ING investit dans l’IA pour prédire les défauts de paiements

Via son programme ING Labs Brussels, ING accompagne des fintechs qui peuvent l'aider dans ses propres projets d'innovation. ©REUTERS

ING Labs Brussels lance sa deuxième édition, tandis que la banque investit dans la start-up californienne Flowcast pour mieux évaluer son risque de crédit.

Depuis un an, le risque de crédit figure parmi les principaux indicateurs scrutés par les investisseurs et les superviseurs. Face à la récession provoquée par la pandémie, il est crucial pour les banques d’anticiper les potentiels défauts au mieux possible. "Les modèles qu’utilisent les banques ne sont plus à jour, alors que chez Flowcast, nous sommes en mesure de suivre la situation en temps réel. Nous adaptons nos algorithmes aux mesures de soutien ainsi qu’à la législation du pays où la banque opère", explique Ken So, le fondateur de la start-up.

3
millions de dollars
ING Ventures va investir trois millions de dollars supplémentaires dans Flowcast.

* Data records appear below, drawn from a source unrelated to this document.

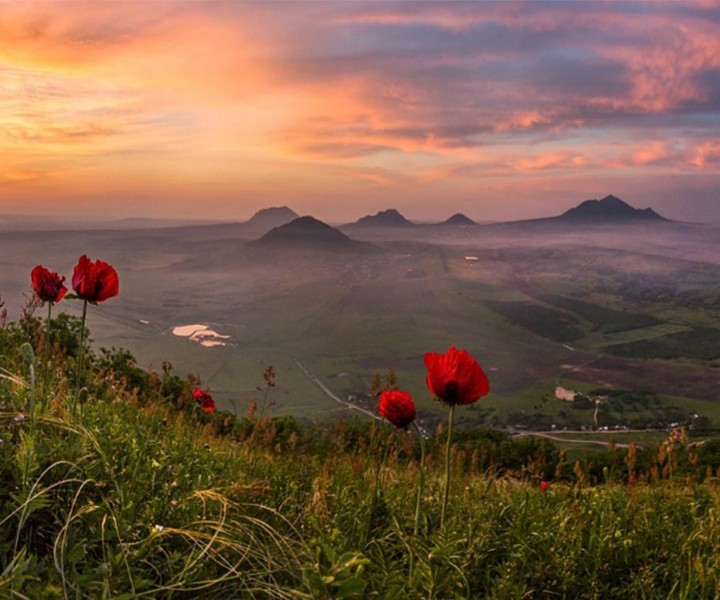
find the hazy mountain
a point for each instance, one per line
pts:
(385, 218)
(459, 219)
(306, 232)
(610, 208)
(267, 218)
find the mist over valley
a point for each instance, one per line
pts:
(589, 301)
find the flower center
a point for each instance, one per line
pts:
(452, 392)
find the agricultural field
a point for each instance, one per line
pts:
(537, 306)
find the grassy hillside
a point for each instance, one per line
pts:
(116, 484)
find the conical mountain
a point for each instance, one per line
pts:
(459, 219)
(385, 218)
(307, 232)
(609, 208)
(267, 218)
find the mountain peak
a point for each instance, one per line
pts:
(609, 208)
(459, 219)
(385, 218)
(305, 231)
(277, 215)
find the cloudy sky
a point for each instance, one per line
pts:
(502, 110)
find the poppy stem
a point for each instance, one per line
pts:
(46, 350)
(446, 494)
(81, 356)
(421, 482)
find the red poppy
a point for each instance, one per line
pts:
(397, 407)
(455, 377)
(204, 400)
(95, 281)
(47, 284)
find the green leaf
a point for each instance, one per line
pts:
(351, 588)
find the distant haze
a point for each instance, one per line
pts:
(498, 110)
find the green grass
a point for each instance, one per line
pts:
(133, 492)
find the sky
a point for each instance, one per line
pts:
(499, 110)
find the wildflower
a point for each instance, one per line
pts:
(204, 399)
(95, 281)
(47, 285)
(455, 377)
(397, 407)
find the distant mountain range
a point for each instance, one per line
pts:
(306, 232)
(385, 218)
(268, 218)
(281, 227)
(610, 208)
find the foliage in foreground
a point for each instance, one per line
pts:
(126, 489)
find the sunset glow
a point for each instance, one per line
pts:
(502, 110)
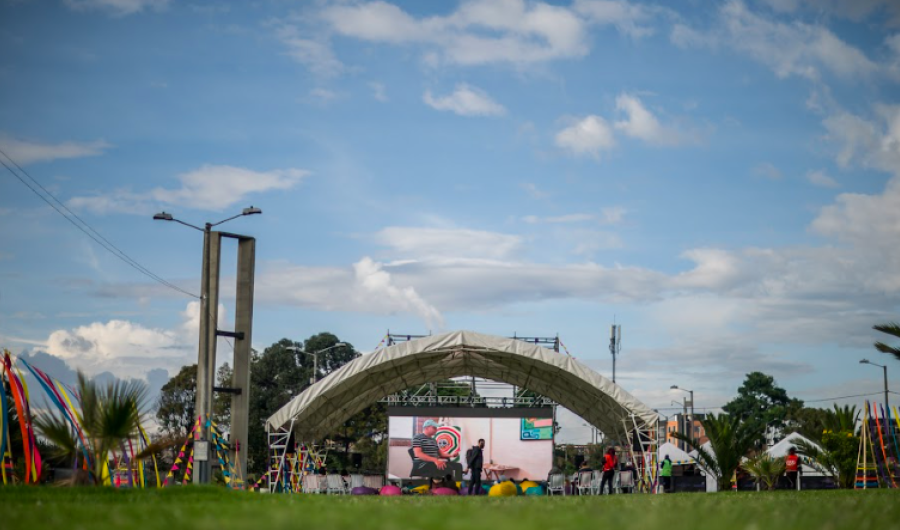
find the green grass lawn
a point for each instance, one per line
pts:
(36, 508)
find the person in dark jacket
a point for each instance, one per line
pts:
(475, 461)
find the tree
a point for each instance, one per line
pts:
(110, 416)
(279, 374)
(892, 329)
(761, 402)
(836, 445)
(766, 469)
(730, 440)
(175, 409)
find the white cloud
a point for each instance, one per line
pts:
(466, 100)
(117, 7)
(586, 136)
(568, 218)
(492, 31)
(608, 216)
(127, 348)
(642, 124)
(789, 49)
(26, 152)
(820, 178)
(322, 96)
(376, 287)
(316, 55)
(378, 91)
(209, 187)
(532, 190)
(412, 242)
(612, 215)
(872, 143)
(767, 170)
(629, 18)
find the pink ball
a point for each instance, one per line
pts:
(391, 491)
(443, 491)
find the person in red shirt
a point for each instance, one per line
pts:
(609, 469)
(792, 466)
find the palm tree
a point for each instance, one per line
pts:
(766, 469)
(109, 416)
(835, 451)
(892, 329)
(730, 439)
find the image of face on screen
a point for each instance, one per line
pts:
(513, 447)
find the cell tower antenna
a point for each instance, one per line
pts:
(615, 343)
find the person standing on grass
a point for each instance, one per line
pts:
(792, 466)
(665, 474)
(609, 469)
(475, 461)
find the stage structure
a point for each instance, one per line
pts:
(558, 378)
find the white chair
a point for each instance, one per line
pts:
(335, 485)
(596, 480)
(585, 486)
(626, 480)
(374, 481)
(556, 484)
(310, 484)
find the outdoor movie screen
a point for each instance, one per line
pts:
(515, 447)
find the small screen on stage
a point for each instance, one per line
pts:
(515, 447)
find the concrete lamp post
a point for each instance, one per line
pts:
(886, 391)
(209, 333)
(315, 354)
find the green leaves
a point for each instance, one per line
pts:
(766, 469)
(110, 414)
(730, 440)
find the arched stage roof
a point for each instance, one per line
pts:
(326, 405)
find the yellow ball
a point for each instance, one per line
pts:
(503, 489)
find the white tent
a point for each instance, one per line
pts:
(676, 455)
(324, 406)
(780, 449)
(711, 485)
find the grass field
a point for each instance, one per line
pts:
(200, 508)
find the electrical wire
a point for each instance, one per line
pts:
(84, 227)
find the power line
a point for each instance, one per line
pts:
(87, 229)
(804, 401)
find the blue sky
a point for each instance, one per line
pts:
(723, 180)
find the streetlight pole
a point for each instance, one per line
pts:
(209, 332)
(315, 354)
(676, 387)
(887, 407)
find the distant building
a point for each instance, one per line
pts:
(678, 423)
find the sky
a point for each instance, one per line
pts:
(722, 180)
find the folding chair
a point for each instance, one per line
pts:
(374, 481)
(335, 485)
(596, 479)
(556, 484)
(310, 484)
(584, 482)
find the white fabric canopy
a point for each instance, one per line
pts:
(324, 406)
(676, 455)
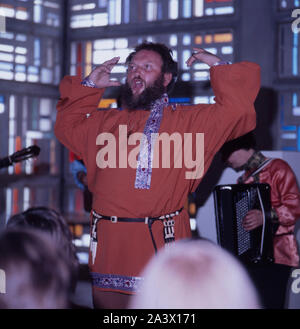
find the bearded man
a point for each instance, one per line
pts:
(138, 204)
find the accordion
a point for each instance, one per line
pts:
(232, 202)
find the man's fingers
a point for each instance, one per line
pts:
(113, 83)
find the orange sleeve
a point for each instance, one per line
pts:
(285, 193)
(236, 87)
(75, 108)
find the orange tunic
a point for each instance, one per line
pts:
(124, 248)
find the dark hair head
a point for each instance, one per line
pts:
(245, 142)
(36, 273)
(55, 226)
(169, 65)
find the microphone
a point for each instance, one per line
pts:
(24, 154)
(5, 162)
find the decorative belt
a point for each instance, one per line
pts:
(168, 221)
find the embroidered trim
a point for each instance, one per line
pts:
(145, 159)
(116, 282)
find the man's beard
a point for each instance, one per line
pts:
(146, 98)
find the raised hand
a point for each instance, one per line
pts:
(100, 76)
(204, 56)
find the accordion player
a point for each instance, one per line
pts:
(232, 202)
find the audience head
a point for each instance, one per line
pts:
(195, 274)
(35, 277)
(52, 223)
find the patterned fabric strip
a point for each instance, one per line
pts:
(116, 282)
(145, 159)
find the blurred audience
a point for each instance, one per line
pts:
(195, 274)
(36, 277)
(52, 223)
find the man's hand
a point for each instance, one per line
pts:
(203, 56)
(100, 76)
(253, 219)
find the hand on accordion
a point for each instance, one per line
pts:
(253, 219)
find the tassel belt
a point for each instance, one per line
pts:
(168, 221)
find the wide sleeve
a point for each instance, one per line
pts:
(76, 108)
(285, 194)
(235, 87)
(232, 115)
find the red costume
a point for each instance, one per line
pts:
(124, 248)
(285, 200)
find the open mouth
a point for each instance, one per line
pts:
(137, 85)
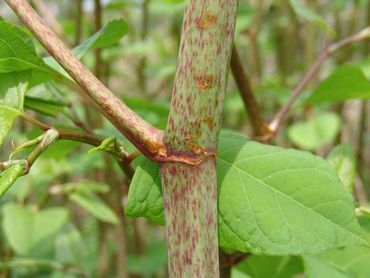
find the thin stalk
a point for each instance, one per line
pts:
(144, 33)
(190, 192)
(50, 18)
(78, 20)
(259, 126)
(144, 136)
(280, 117)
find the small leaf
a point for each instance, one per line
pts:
(27, 230)
(342, 157)
(145, 194)
(13, 87)
(268, 200)
(316, 132)
(17, 52)
(83, 187)
(8, 177)
(308, 14)
(346, 82)
(109, 35)
(43, 106)
(95, 206)
(7, 117)
(351, 261)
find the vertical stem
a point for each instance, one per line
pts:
(98, 24)
(78, 19)
(143, 59)
(190, 192)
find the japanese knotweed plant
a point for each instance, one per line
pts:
(209, 188)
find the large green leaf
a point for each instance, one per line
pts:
(271, 266)
(95, 206)
(271, 200)
(8, 177)
(346, 82)
(342, 157)
(26, 229)
(348, 262)
(316, 132)
(308, 14)
(17, 52)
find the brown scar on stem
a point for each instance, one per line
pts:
(208, 121)
(196, 148)
(207, 20)
(204, 82)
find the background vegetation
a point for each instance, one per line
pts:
(66, 218)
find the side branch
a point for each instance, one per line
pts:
(259, 126)
(280, 117)
(144, 136)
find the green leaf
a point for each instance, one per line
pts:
(346, 82)
(8, 177)
(145, 194)
(351, 261)
(316, 132)
(342, 157)
(43, 106)
(26, 229)
(13, 87)
(68, 245)
(109, 35)
(272, 200)
(17, 52)
(91, 203)
(108, 144)
(308, 14)
(271, 266)
(82, 187)
(7, 117)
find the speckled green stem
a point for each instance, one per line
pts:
(144, 136)
(190, 192)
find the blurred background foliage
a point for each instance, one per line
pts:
(66, 218)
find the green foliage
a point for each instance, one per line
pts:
(107, 36)
(27, 230)
(108, 144)
(43, 106)
(267, 197)
(91, 203)
(342, 157)
(351, 261)
(145, 194)
(278, 267)
(7, 117)
(346, 82)
(308, 14)
(17, 52)
(318, 131)
(13, 87)
(8, 177)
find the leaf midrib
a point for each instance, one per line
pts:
(293, 200)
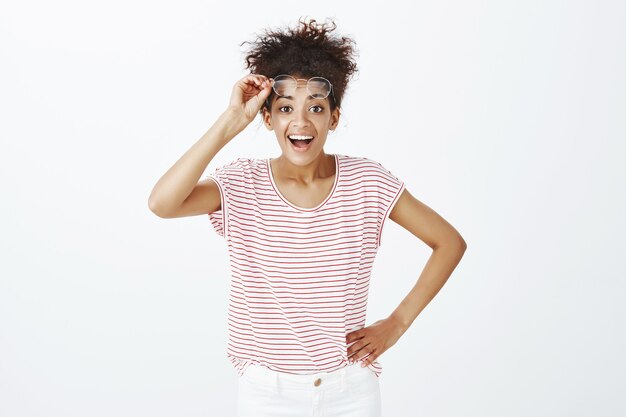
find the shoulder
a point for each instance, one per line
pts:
(366, 166)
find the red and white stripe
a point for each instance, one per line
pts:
(300, 276)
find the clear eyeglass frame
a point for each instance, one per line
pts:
(308, 85)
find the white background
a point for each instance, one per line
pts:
(505, 117)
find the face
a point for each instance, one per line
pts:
(304, 115)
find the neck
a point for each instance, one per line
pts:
(321, 167)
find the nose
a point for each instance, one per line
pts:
(300, 116)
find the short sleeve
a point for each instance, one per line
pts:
(390, 188)
(225, 176)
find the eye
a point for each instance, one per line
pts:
(321, 109)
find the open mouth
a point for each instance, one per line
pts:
(300, 142)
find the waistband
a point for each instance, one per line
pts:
(335, 380)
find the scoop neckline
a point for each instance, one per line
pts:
(320, 205)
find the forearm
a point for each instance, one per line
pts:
(179, 181)
(436, 272)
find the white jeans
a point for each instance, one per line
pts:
(352, 391)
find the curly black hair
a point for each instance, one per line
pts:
(307, 51)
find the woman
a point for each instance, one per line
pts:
(303, 230)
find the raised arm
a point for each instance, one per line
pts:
(178, 192)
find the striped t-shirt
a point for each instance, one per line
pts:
(300, 276)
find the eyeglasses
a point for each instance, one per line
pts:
(317, 87)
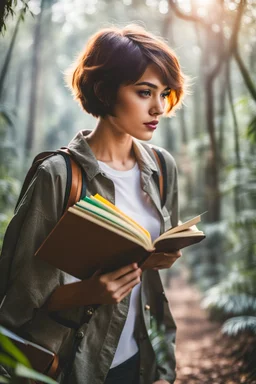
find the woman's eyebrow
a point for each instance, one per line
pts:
(151, 85)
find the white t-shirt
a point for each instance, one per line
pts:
(132, 200)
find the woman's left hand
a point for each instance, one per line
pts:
(160, 260)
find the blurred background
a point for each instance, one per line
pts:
(213, 137)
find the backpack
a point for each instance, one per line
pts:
(76, 188)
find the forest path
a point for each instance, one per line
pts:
(201, 348)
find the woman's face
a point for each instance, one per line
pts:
(139, 106)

Flowcast, c’est une fintech californienne spécialisée dans l’évaluation des risques sur les crédits hypothécaires. Depuis cinq ans, elle développe une intelligence artificielle qui doit anticiper les défauts et aider les banques à réagir, un projet qui avait déjà attiré l’attention d’ING. Il y a un an et demi, un premier tour de financement de série A, mené par ING Ventures et BitRock Capital, avait permis de lever trois millions de dollars. Ce lundi, ING Ventures a annoncé réinjecter trois millions de dollars dans le développement de Flowcast.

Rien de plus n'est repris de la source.